Lenders provide 2 billion yuan in cross-border funding to Qianhai area
The first batch of cross-border yuan loans agreements were signed on Monday after the central government approved the Qianhai area in Shenzhen to test a freer yuan before it becomes a global reserve currency.
A total of 15 lenders, including HSBC Holdings Plc and Industrial & Commercial Bank of China (Asia) Ltd, signed agreements to extend about 2 billion yuan ($321 million) of cross-border loans to companies in the Qianhai district of Shenzhen.
Qianhai is a $45 billion "mini-Hong Kong" project approved in June to test, among other things, freer yuan use and capital account convertibility. One of the preferable policies in Qianhai is for companies to borrow from banks in Hong Kong, with terms and interest rates to be set independently.
The signing on Monday marks the first time that yuan loans will not be extended according to benchmark lending rates set by the central bank.
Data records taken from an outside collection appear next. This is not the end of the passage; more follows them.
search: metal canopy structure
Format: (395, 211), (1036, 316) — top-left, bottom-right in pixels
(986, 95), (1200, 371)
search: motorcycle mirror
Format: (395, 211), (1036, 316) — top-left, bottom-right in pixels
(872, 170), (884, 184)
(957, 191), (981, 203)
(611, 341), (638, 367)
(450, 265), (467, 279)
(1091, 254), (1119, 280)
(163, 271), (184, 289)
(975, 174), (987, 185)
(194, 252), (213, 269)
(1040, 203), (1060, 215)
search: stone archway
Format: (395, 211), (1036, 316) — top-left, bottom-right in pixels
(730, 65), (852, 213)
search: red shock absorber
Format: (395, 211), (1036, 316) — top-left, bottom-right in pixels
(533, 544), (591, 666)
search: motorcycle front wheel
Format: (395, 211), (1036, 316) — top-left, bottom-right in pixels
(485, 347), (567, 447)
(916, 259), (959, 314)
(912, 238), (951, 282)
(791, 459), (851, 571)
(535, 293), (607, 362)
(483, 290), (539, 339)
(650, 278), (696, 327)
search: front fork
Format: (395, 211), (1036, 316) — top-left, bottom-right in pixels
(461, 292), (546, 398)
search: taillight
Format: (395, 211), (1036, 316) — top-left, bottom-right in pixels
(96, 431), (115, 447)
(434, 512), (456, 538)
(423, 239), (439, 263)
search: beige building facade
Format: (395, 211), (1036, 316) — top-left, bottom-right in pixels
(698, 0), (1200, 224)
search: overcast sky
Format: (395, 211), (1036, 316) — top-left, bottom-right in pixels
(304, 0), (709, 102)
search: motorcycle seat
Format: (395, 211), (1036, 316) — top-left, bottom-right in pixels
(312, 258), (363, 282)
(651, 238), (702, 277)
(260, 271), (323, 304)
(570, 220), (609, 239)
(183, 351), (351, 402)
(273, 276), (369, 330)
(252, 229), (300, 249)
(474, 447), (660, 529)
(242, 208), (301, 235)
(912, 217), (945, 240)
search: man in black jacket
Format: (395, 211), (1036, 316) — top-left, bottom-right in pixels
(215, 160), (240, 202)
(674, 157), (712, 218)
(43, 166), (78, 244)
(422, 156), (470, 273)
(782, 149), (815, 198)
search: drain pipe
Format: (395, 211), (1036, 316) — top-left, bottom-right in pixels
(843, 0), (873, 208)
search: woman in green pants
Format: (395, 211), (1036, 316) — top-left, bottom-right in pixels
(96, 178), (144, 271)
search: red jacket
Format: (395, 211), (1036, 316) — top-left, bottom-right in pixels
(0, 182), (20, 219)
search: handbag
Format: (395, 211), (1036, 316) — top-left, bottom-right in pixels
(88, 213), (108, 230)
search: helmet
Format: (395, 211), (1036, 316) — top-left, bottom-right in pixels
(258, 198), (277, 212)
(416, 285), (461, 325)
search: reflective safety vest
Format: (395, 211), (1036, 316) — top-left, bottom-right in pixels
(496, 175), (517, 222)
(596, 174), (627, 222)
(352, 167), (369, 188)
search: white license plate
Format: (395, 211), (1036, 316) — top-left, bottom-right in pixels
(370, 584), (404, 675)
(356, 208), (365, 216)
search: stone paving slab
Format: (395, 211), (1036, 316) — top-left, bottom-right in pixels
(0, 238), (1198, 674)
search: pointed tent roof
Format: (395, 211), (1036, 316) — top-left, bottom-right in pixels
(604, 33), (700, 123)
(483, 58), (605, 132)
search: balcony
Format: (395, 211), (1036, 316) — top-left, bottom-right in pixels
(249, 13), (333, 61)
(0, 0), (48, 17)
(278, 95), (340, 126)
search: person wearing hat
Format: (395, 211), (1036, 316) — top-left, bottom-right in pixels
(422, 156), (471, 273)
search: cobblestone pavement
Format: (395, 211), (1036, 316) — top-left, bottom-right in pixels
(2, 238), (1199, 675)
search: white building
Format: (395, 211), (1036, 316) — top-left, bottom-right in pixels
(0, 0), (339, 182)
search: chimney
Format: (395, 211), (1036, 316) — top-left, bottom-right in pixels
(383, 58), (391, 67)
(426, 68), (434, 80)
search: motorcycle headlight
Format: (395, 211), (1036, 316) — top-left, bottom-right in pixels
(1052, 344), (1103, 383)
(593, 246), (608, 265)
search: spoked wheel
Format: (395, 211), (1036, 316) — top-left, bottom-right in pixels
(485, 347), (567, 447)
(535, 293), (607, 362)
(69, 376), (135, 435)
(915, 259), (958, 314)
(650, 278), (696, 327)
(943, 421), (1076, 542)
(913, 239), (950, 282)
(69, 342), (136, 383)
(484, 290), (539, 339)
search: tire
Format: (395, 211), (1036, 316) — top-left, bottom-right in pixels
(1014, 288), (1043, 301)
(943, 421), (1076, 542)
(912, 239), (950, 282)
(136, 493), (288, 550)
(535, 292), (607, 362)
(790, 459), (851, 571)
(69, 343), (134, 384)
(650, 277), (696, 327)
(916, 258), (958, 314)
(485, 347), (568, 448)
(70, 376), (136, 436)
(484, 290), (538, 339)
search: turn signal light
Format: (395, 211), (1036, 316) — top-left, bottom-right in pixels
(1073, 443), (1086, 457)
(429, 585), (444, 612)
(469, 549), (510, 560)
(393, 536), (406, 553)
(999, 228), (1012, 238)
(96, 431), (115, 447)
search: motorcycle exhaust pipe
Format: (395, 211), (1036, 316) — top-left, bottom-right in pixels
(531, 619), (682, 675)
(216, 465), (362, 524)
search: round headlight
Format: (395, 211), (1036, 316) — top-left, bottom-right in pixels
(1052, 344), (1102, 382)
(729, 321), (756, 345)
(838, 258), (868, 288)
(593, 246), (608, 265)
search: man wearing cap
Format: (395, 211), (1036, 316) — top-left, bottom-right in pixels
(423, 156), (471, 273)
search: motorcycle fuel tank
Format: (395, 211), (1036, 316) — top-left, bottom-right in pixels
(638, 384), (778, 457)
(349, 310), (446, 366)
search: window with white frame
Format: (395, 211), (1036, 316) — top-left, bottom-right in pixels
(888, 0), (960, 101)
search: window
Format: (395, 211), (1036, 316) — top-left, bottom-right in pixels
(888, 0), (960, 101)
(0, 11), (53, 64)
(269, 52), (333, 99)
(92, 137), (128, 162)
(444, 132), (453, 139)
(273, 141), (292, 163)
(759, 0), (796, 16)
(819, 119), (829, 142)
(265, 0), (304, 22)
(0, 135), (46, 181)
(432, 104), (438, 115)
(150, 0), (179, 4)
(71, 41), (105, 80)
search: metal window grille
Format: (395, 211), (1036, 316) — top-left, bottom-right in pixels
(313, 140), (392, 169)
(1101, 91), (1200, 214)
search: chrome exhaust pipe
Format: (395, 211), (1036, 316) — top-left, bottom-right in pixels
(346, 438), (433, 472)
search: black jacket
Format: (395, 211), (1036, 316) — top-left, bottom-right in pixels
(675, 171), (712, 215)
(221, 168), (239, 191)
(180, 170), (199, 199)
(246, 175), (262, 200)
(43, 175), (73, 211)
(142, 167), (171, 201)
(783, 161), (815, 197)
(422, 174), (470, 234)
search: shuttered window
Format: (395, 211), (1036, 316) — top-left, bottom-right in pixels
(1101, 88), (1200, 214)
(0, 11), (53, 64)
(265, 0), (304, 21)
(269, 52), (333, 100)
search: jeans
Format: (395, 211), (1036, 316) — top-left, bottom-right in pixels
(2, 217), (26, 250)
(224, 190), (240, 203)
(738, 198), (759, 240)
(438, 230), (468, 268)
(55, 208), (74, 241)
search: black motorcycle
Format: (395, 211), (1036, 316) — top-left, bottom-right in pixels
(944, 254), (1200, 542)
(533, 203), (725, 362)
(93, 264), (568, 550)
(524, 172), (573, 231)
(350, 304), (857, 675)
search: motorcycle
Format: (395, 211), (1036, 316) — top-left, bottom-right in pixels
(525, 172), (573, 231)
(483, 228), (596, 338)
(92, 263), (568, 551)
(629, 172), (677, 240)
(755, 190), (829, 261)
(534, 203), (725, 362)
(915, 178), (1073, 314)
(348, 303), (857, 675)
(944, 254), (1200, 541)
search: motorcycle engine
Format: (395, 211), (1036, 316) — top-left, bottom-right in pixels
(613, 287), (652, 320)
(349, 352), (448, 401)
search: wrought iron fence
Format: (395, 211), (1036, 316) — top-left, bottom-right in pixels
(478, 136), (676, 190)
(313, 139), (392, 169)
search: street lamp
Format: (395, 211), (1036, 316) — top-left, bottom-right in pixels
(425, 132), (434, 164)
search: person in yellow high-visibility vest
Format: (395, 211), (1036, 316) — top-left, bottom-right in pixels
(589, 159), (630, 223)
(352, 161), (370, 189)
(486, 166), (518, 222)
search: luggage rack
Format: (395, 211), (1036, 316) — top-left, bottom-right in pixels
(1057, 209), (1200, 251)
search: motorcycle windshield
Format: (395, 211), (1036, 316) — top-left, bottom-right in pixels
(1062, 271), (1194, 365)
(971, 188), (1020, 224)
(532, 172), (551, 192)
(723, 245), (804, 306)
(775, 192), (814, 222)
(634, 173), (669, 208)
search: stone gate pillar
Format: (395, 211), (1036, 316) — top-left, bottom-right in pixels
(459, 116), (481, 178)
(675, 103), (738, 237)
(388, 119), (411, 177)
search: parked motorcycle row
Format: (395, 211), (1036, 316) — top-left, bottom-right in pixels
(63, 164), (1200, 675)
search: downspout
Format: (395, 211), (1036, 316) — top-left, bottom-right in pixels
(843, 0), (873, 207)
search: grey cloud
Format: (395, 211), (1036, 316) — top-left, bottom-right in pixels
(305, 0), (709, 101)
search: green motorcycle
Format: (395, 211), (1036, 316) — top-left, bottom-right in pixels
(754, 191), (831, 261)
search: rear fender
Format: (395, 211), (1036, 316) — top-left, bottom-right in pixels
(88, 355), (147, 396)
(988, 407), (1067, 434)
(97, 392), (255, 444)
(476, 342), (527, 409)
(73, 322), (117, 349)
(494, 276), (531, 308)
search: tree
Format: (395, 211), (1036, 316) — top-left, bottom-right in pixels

Interest of the loans will be set freely by borrowers and lenders, but the loans must fund projects from government-approved industries.
Dariusz Kowalczyk, a senior economist and strategist at Credit Agricole CIB, wrote in a research note: "We see this as a major development in testing interest rate liberalization, which will subsequently be allowed in the whole mainland."
Interest rate liberalization has been on the forefront of China's financial reform in recent years, as many economists believe that a government-managed interest-rate system stalls growth by misallocating financial resources. In a show of the government's determination to reform the system, the central bank last year for the first time allowed lenders to float their rates around the benchmark.